Trouble Shooting — DOS and Windows

by Kendall Callas

It happens. Bad stuff. Sometimes it's random, sometimes it's related to documents created with old versions of WordPerfect. Documents get corrupted. They stop working with spell check. They won't generate. The font becomes unreadable. Here are a few general techniques that have proven helpful to me in repairing documents:

Blanket text to remove codes

An easy way to remove format features is to collect them into one patch, for which the code is easily deleted. For example, if you need to rid a document of dozens of patches of italics (or bold, underline, or any other bracketed codes), select (highlight) the entire document then apply italics. Turn on Reveal Codes and you'll see an italics code just left of the cursor.
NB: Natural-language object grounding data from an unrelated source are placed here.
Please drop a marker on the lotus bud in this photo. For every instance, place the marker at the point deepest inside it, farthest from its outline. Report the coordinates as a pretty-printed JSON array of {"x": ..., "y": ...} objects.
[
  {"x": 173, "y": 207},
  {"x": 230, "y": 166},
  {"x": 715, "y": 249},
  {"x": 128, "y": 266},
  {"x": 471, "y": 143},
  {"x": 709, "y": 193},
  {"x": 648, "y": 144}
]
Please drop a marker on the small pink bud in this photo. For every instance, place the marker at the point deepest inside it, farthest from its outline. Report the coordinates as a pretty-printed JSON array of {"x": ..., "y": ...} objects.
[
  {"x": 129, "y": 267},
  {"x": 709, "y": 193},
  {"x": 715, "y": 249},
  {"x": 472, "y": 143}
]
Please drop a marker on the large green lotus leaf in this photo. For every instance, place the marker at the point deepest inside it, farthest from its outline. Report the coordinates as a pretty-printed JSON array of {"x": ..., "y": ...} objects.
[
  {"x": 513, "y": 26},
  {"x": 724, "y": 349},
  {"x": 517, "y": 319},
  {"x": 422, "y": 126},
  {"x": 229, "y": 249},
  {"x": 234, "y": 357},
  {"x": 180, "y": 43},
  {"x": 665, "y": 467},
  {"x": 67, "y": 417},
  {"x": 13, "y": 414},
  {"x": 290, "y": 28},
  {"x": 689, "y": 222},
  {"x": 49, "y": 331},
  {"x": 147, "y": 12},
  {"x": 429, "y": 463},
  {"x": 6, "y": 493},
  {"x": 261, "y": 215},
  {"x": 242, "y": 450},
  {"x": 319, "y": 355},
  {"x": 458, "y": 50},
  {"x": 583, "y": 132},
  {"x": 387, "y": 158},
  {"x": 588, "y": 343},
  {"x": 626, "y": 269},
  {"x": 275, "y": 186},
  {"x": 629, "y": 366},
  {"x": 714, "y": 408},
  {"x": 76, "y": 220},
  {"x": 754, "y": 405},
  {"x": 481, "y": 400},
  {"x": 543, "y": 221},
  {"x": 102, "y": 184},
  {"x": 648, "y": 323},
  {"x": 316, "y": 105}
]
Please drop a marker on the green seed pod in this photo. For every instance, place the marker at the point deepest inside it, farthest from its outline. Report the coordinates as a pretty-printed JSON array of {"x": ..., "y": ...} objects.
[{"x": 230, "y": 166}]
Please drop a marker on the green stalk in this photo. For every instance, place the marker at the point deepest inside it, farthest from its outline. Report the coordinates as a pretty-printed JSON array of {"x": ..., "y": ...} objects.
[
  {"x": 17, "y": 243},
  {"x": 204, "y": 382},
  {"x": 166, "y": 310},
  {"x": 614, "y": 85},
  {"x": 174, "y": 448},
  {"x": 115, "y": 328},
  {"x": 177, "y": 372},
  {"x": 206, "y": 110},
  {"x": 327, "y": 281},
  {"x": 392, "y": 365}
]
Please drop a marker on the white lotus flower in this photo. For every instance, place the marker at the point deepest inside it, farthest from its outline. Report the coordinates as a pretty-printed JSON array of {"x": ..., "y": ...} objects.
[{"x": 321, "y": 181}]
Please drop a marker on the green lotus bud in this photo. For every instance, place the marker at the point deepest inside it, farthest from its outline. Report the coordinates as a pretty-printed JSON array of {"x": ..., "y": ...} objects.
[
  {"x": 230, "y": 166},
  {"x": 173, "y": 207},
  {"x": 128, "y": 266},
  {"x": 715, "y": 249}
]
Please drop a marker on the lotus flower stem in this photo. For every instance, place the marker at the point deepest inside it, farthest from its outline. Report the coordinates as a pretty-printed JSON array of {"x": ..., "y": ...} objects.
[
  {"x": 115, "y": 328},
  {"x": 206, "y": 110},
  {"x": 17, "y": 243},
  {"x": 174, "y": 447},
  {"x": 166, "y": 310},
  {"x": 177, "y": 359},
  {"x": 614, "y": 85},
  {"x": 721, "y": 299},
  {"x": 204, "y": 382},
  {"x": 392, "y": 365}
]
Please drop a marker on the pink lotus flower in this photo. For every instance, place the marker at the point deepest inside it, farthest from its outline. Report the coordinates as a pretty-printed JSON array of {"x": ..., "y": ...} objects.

Make sure select is off, then tap Backspace to delete the code and you'll find that all instances of italics have been removed from the entire document.

Clear your head

When a document becomes corrupted, sometimes a solution is to reset the invisible “header” of codes at the top of the document. This is where initial settings are stored for font, margins, tabs, etc. To remove a damaged header and create a new one, start from a new blank screen, type the letter “X”, then insert the damaged file, finish by deleting the “X”, then save the file to a new name. This will reset the document's header to the default font, margins, tab settings, etc.

Rinse your problems away

The ultimate solution is to “wash” all codes out of a file to filter out a problem (or prepare it for e-mailing to someone who doesn't have WordPerfect). Do this by saving the file in “ASCII (DOS) Generic Word Processor” format to a new filename. Upon re-opening the file, it will hold just plain text, no codes or formatting, and will be universally readable by other programs. Of course, it will also lose any fonts, bold, italics, underline, tab settings, etc. — everything but text drops out.